Host cell macromolecules during infection – Identify the exception: Virulent and nonvirulent (attenuated) viruses typically do all of the following during infection, except which one?

Introduction:
Many viruses reprogram host biosynthesis to favor viral replication. Common outcomes include inhibition of host DNA, RNA, and protein synthesis—collectively called host shutoff. Distinguishing typical inhibitory effects from atypical stimulation clarifies how viruses commandeer cellular resources. This question asks for the option that is generally not a feature shared by virulent and nonvirulent strains.

Given Data / Assumptions:

• Viruses commonly suppress host transcription and translation to prioritize viral gene expression.
• Some lytic infections degrade host DNA.
• Nonvirulent (attenuated) strains can still impose host shutoff mechanisms, though often less aggressively.

Concept / Approach:
Evaluate which action contradicts the typical viral strategy. While degrees vary by virus, stimulation of global host macromolecule synthesis is not a common shared feature; instead, viruses usually inhibit host macromolecular processes and redirect them toward viral synthesis.

Step-by-Step Solution:
Step 1: List common viral effects: inhibit host DNA replication, suppress host mRNA production, and shut off host translation.Step 2: Recognize some viruses encode nucleases or trigger pathways that degrade host DNA or mRNA.Step 3: Compare with “stimulate host macromolecule synthesis,” which runs counter to conserved host-shutoff strategies.Step 4: Select stimulation as the exception (i.e., what they may not do).

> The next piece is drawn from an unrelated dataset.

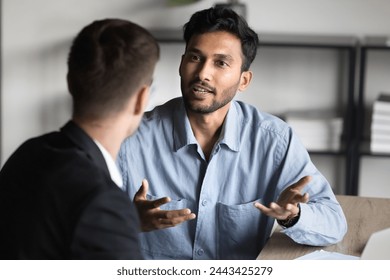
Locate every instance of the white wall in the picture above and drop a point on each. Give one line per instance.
(37, 35)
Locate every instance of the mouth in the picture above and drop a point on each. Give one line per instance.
(199, 89)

Verification / Alternative check:
Examples include poliovirus cleavage of eIF4G (translation shutoff), herpesviruses’ host shutoff proteins, and influenza endonuclease/NS1 activities—all reducing host macromolecular synthesis rather than increasing it.

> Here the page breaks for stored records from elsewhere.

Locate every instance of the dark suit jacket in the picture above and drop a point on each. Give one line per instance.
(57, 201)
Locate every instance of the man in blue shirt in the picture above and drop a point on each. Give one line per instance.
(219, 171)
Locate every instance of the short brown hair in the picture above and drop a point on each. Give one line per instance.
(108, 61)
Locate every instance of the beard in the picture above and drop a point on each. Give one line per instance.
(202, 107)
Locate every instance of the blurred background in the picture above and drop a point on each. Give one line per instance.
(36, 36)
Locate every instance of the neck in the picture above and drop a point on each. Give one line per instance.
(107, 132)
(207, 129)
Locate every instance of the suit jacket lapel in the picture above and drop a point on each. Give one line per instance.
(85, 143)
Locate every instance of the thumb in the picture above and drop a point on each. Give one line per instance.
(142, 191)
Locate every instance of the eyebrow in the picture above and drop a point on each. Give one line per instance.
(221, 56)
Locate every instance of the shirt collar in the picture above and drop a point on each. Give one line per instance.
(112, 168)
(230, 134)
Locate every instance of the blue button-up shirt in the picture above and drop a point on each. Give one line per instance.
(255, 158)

Why Other Options Are Wrong:

• Inhibit DNA/RNA synthesis: widely documented across diverse viruses.
• Degrade host DNA: observed in several lytic infections.
• Shut off translation: a recurring strategy to privilege viral mRNAs.

Common Pitfalls:
Interpreting “nonvirulent” as “non-replicating”; many attenuated strains still induce host shutoff to some degree.

Final Answer:
Stimulate host cell macromolecule synthesis.